Н.А.: Критерии бывали разные. Как я уже говорила, "Слова и вещи" Фуко я когда-то очень любила и считала, что книжка будет нужна многим. Что касается психоаналитического словаря Лапланша и Понталиса (это — лучший в Европе словарь такого рода, который не упразднили никакие последующие публикации), то, переводя его, я хотела внести хотя бы какой-то порядок в хаос разнородных образов психоанализа на российской почве. Мне казалось, имея в руках эту книгу, читателю легче будет разбираться со всеми другими изводами психоаналитической мысли, возникшими после Фрейда. А вот с "Грамматологией" Деррида дело вовсе не определялось пристрастием именно к этой книге. У Деррида мне больше нравится "Письмо и различие" (тоже из ранних работ), однако много лет назад мне пришлось, спасая какое-то полузакрытое издание (переводчик бросил работу на полпути), перевести часть "Грамматологии", так что задел уже был. И потом это все же "основа основ" (словосочетание совсем не в стиле Деррида) всей последующей "постмодернистской" философии: именно в этой книге были впервые введены и обоснованы принципы деконструкции… 

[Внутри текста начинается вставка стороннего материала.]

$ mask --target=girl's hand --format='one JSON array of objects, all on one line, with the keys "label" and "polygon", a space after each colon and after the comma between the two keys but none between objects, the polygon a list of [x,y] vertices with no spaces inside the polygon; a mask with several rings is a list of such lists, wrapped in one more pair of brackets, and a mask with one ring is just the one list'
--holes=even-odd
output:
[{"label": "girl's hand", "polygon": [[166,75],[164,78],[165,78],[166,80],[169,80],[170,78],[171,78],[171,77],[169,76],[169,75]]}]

РЖ: Какой перевод на сегодняшний день оказался для вас самым сложным? 

Н.А.: "Грамматология" Деррида. Для меня это была экспериментальная работа. И потом, здесь — в отличие, скажем, от психоаналитического словаря, где терминологическая выдержанность предполагалась сама собой, — еще нужно было решать, как переводить все эти полупонятия-полуметафоры. Я решила и здесь придерживаться принципа терминологичности, выделила ряд основных понятий, нашла для них русских эквиваленты (на это ушло много времени, так как я опробовала различные варианты) и сохраняла их по всему тексту. Работа над предисловием тоже была нелегкой. Некоторые основные понятия этой новаторской книги уже были у всех на слуху и казались уже усвоенными. Я пыталась показать, что это не так, разбираясь с тем, как и откуда они шли и во что сложились. При такой сосредоточенности на взаимопереходах понятий словесные игры и переклички в тексте переводились по "остаточному принципу" — на что хватило сил и внимания. Переводчик ведь всегда вынужден выбирать, что для него главное в оригинале: не верьте тому, кто скажет вам, что перевел все и ничего не выпустил. Разница тут только между выбором бессознательным (соответственно — непоследовательным) и выбором осознанным, когда переводчик честно предупреждает читателя о том, какой подход он выбирает… 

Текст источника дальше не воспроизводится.